Photo credit: Mark McCullough.
New Jersey behavioral health member discusses unionization challenges
By Mark McCullough ·

Sharon McLean, a residential counselor with SERV Centers of New Jersey in Mercer County, knows well the challenges workers like her face in trying to organize a union.

McLean was invited to share her knowledge and perspectives at a pre-Labor Day Facebook roundtable organized by Labor Secretary Marty Walsh and AFL-CIO President Liz Shuler.

McLean and five other workers from across the country representing a variety of industries spoke at the event.

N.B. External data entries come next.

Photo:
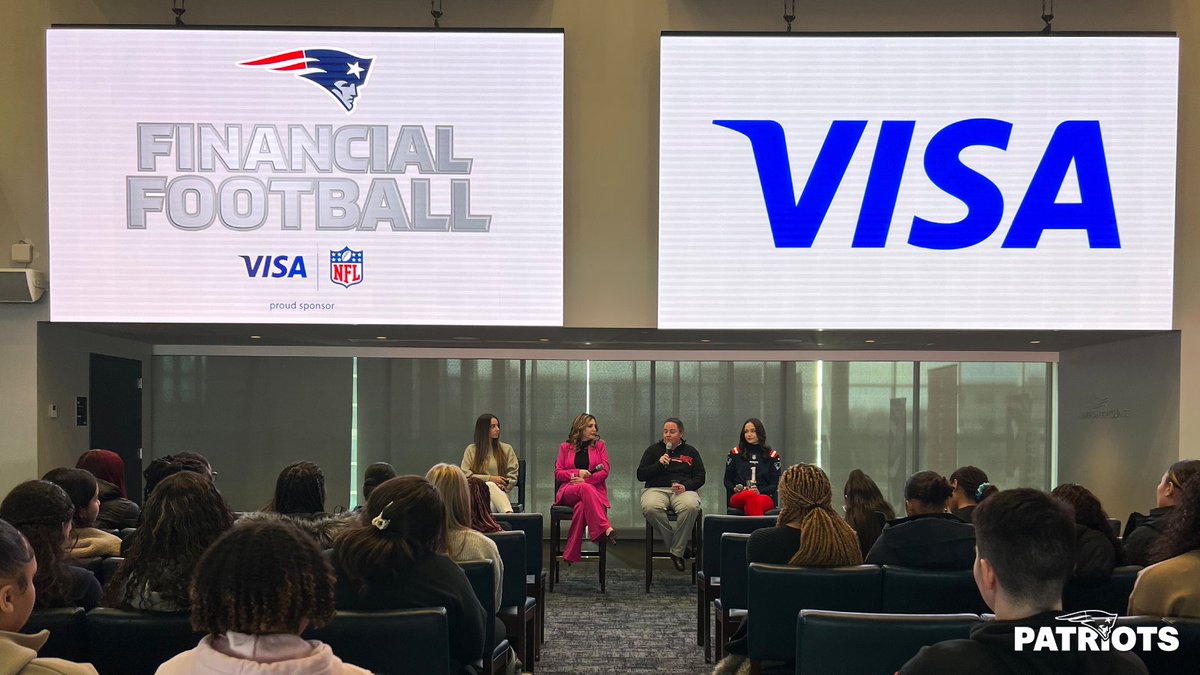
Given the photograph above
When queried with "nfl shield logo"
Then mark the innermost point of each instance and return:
(346, 267)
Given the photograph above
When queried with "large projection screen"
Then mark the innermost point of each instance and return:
(305, 175)
(917, 181)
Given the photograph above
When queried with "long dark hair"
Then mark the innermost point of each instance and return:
(40, 509)
(1182, 532)
(485, 443)
(863, 501)
(300, 489)
(403, 521)
(180, 520)
(81, 485)
(757, 429)
(1089, 513)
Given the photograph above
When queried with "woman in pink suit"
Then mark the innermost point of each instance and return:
(581, 471)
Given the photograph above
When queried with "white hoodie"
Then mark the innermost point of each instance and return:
(238, 653)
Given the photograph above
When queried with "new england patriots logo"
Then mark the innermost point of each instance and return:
(340, 73)
(1098, 621)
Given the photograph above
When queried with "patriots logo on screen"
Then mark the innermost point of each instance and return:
(346, 267)
(341, 73)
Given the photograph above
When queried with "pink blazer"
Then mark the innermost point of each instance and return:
(564, 470)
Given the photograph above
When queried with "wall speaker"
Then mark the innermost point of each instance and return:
(22, 285)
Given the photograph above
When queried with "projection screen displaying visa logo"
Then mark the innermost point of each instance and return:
(917, 183)
(305, 177)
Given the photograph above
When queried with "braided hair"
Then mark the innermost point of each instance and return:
(826, 539)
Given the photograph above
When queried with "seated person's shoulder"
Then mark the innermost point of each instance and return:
(951, 656)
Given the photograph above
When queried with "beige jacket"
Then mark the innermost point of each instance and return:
(18, 656)
(510, 459)
(1169, 587)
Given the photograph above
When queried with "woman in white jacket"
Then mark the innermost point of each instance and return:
(256, 590)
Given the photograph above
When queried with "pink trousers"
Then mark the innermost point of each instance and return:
(589, 512)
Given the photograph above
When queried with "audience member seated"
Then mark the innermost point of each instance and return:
(18, 651)
(169, 465)
(928, 537)
(1026, 555)
(88, 542)
(867, 511)
(751, 471)
(809, 533)
(1097, 549)
(480, 507)
(257, 589)
(1169, 587)
(43, 512)
(372, 478)
(672, 471)
(581, 473)
(117, 512)
(184, 515)
(463, 543)
(492, 461)
(1167, 495)
(395, 559)
(300, 497)
(971, 487)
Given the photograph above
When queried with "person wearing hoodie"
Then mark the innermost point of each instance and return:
(255, 620)
(929, 537)
(89, 542)
(1026, 543)
(18, 651)
(1168, 495)
(117, 512)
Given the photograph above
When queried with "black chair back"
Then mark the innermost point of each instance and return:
(483, 581)
(108, 568)
(1110, 596)
(408, 641)
(735, 571)
(513, 553)
(136, 643)
(519, 505)
(69, 635)
(778, 593)
(532, 525)
(829, 643)
(909, 590)
(715, 525)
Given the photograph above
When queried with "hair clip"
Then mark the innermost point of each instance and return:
(981, 489)
(379, 521)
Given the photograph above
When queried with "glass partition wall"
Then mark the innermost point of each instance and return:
(255, 414)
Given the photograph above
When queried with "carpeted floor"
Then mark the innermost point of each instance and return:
(624, 629)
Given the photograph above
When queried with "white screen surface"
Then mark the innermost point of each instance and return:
(793, 169)
(305, 177)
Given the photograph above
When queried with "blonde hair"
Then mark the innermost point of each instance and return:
(826, 539)
(451, 484)
(581, 422)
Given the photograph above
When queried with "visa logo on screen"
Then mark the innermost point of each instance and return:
(275, 267)
(795, 222)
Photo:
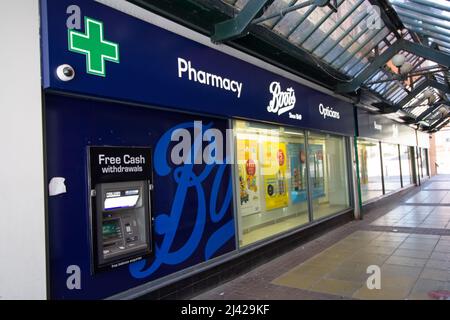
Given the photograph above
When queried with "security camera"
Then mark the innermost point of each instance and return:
(65, 72)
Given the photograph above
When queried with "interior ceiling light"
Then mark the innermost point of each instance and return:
(443, 111)
(406, 67)
(398, 60)
(428, 94)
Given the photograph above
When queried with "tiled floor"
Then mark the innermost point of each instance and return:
(409, 241)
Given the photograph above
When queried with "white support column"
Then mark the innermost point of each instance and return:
(22, 209)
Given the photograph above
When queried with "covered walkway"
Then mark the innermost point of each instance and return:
(408, 238)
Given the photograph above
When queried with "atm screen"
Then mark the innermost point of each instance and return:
(111, 230)
(121, 199)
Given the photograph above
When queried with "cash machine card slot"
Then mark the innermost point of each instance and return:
(121, 184)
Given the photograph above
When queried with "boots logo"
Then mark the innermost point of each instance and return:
(328, 112)
(282, 101)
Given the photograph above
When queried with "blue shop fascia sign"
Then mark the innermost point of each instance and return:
(120, 57)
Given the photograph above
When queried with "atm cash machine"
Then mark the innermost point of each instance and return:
(121, 186)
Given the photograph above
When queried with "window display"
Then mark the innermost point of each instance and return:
(328, 174)
(370, 169)
(425, 172)
(274, 174)
(271, 180)
(405, 157)
(248, 166)
(391, 167)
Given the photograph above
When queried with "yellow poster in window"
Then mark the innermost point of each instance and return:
(248, 166)
(274, 174)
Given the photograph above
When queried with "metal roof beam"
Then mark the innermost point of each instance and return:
(417, 49)
(442, 121)
(377, 63)
(429, 111)
(238, 26)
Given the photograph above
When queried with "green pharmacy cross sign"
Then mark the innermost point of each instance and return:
(94, 46)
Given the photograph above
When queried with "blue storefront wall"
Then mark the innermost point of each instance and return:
(192, 204)
(194, 215)
(148, 73)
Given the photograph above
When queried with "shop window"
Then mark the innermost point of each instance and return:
(328, 174)
(271, 180)
(406, 162)
(391, 167)
(370, 169)
(425, 171)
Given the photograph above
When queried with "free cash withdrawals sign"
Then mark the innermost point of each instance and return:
(123, 58)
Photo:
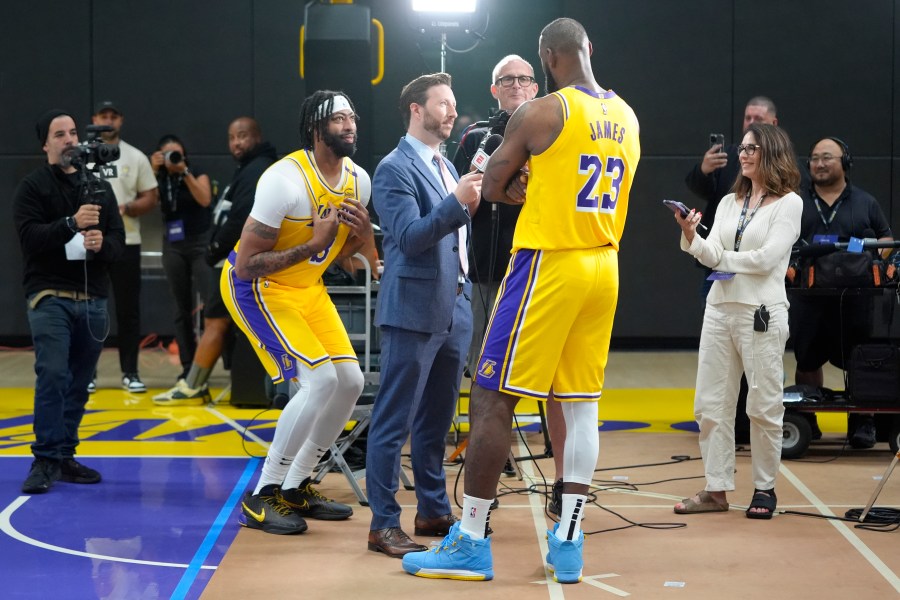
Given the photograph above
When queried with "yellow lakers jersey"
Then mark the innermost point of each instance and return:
(578, 188)
(297, 226)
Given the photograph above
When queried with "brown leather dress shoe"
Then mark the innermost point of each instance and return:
(436, 527)
(393, 541)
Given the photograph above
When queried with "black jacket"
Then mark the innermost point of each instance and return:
(41, 203)
(229, 221)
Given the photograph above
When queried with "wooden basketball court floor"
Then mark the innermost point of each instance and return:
(163, 523)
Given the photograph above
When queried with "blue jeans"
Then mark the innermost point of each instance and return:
(68, 337)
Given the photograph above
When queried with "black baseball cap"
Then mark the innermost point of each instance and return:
(106, 105)
(42, 126)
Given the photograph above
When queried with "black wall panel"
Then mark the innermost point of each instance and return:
(686, 67)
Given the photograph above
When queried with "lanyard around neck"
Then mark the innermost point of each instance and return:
(744, 221)
(826, 222)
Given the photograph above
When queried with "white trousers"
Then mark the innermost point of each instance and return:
(729, 347)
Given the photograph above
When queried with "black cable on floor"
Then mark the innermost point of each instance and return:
(879, 518)
(247, 428)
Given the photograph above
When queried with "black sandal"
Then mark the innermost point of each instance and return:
(764, 499)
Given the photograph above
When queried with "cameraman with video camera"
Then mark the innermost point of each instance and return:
(70, 231)
(135, 187)
(512, 84)
(185, 197)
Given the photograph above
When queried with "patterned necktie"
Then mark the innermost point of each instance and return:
(463, 233)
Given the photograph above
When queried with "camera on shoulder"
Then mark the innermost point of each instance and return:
(92, 154)
(497, 122)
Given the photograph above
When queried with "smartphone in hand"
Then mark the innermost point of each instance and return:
(680, 208)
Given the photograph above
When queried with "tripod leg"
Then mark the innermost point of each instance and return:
(884, 478)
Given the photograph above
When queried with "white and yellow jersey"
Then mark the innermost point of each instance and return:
(578, 188)
(286, 195)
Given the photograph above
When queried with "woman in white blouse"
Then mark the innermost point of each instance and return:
(745, 325)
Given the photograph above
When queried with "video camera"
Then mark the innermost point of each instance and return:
(92, 151)
(497, 122)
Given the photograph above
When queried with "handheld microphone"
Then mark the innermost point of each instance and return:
(487, 147)
(869, 238)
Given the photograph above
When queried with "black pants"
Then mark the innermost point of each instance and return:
(125, 275)
(189, 279)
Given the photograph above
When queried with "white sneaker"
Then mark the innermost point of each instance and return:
(132, 383)
(182, 395)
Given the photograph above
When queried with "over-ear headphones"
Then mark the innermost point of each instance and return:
(846, 157)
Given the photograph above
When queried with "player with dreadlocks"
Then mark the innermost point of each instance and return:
(309, 209)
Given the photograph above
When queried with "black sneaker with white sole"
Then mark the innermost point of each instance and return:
(308, 502)
(43, 473)
(267, 512)
(74, 472)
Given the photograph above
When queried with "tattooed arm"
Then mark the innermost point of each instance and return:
(532, 129)
(255, 258)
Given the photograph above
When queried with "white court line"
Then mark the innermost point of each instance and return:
(7, 528)
(536, 502)
(845, 531)
(237, 427)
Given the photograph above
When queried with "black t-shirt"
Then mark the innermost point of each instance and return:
(852, 214)
(41, 203)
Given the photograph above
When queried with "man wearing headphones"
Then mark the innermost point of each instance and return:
(825, 328)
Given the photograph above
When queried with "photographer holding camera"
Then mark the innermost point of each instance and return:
(185, 197)
(70, 232)
(135, 187)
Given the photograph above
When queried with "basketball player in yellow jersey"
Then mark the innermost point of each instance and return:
(551, 324)
(309, 209)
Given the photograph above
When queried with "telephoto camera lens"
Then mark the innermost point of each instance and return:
(174, 157)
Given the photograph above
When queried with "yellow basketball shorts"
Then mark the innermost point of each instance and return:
(286, 325)
(551, 324)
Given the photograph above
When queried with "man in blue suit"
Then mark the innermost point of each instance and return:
(424, 313)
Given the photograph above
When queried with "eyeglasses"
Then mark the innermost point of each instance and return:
(509, 80)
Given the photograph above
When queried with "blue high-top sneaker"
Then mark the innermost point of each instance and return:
(457, 557)
(565, 559)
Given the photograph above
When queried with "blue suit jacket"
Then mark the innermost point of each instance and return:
(419, 221)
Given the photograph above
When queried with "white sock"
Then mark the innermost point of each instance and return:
(306, 460)
(476, 512)
(570, 517)
(274, 469)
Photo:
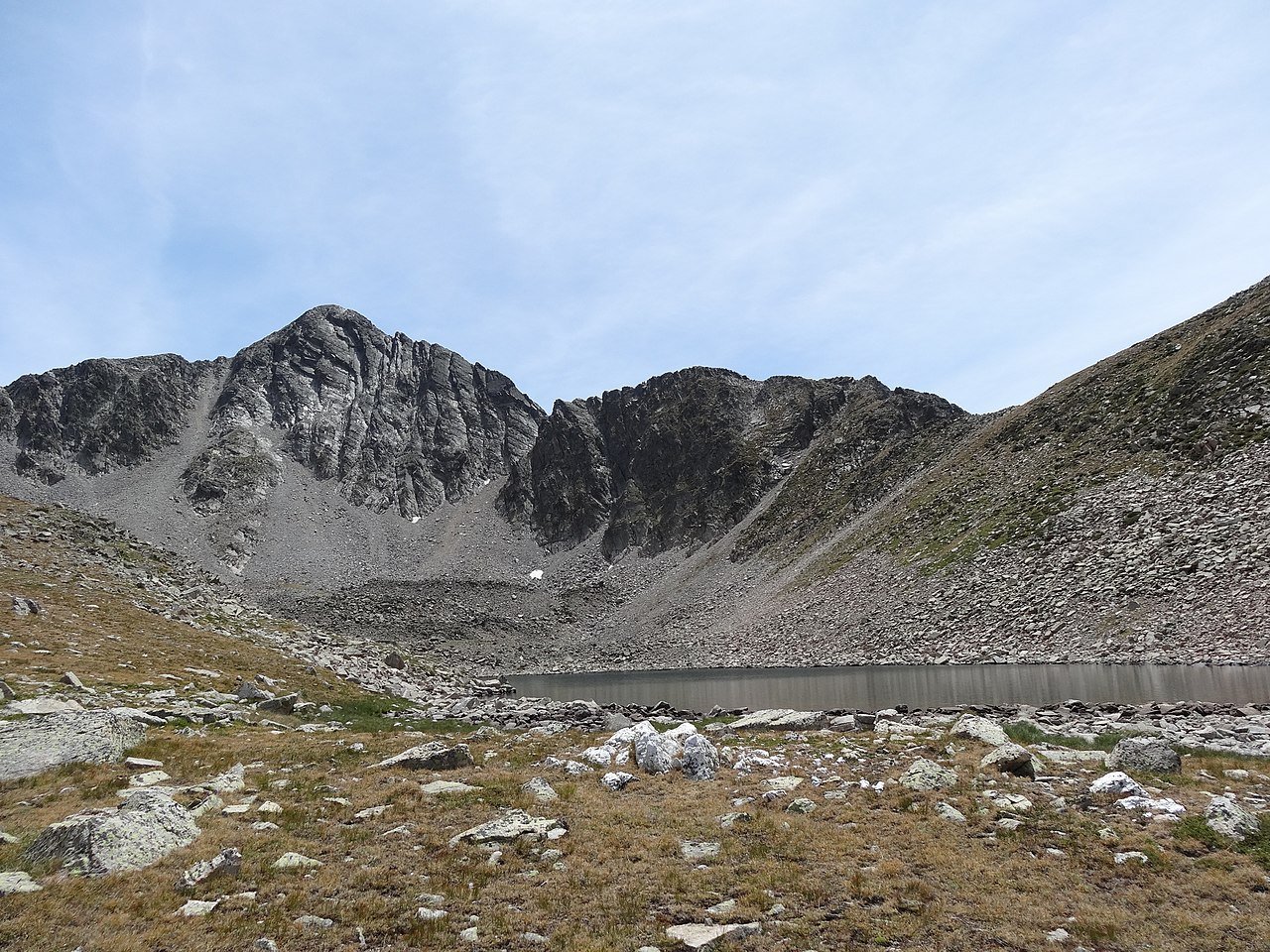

They are all grappling with employers who are trying to stop them from gaining a voice at work through tactics such as bullying and intimidation.

McLean knows of SERV’s untapped potential because, as a 22-year veteran, she remembers when there was little turnover, safe working conditions and when employees were rewarded for their hard work.

“When I first started at SERV, it was a great company,” said McLean.

Now, she says, “SERV is not making it a safe environment for consumers” or investing in the people who deliver services.

Nearly two years ago, McLean and her co-workers formed a union through AFSCME New Jersey (Council 63). But they have yet to secure their first contract. Frustrated, residential counselors and maintenance workers SERV Centers in Mercer County voted overwhelmingly to stage a 24-hour strike on Labor Day.

McLean said SERV management has tried bullying, intimidation and lies to get workers to prevent a contract. Their true priorities show in their spending, she said.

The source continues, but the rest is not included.